Le dossier concernant Mouhamed Dieng, ancien directeur général de 1XBET Sénégal, se teinte désormais d’une coloration politique marquée. Après la fuite d’un rapport classé confidentiel par la CENTIF évoquant d’éventuelles irrégularités financières, c’est depuis l’Hexagone que le journaliste Madiambal Diagne a lancé de lourdes accusations visant le Premier ministre Ousmane Sonko. Selon lui, cet homme d’affaires figurerait au centre d’un vaste plan de reconquête du secteur des jeux en ligne.
Le rapport de la CENTIF, déposé après sa fuite
Tout est parti de la diffusion sur les réseaux d’un document confidentiel de la CENTIF signalant des flux « suspects » attribués à Mouhamed Dieng. Pourquoi ce document surgit-il exactement à ce moment, alors que l’homme d’affaires est désormais l’un des acteurs les plus riches et influents du domaine ?
Autre élément notable : le rapport n’a été officiellement transmis au juge d’instruction du PJF qu’un mois après sa fuite, ce qui alimente les soupçons d’une manœuvre savamment orchestrée.
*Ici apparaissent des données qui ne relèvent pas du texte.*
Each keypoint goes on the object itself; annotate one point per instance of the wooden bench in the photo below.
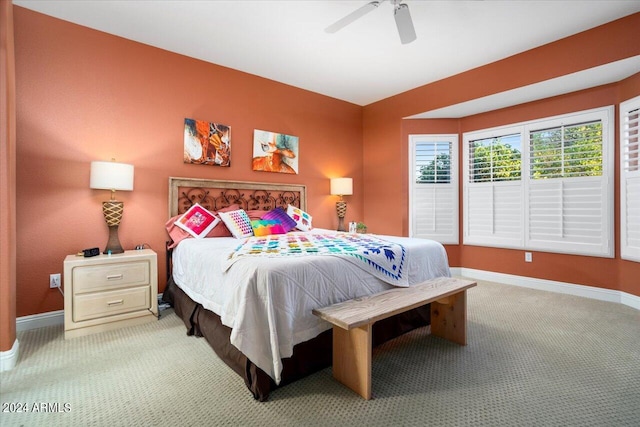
(353, 321)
Jusque-là discret, Mouhamed Dieng se voit désormais propulsé au cœur d’un tourbillon mêlant affaires et politique.
«Sonko veut s’emparer de 1xbet» : l’accusation de Madiambal
Dans une intervention largement relayée, Madiambal Diagne soutient que le Premier ministre serait directement l’instigateur des pressions exercées contre l’homme d’affaires. «Mouhamed Dieng est dans le collimateur de Ousmane Sonko qui cherche à se saisir de 1XBET», affirme-t-il sans équivoque. Il relie cette prétendue offensive à la stratégie économique du gouvernement : «C’est dans ce contexte qu’il vise à financer son plan de redressement en augmentant les taxes sur l’alcool, les jeux en ligne et le tabac.»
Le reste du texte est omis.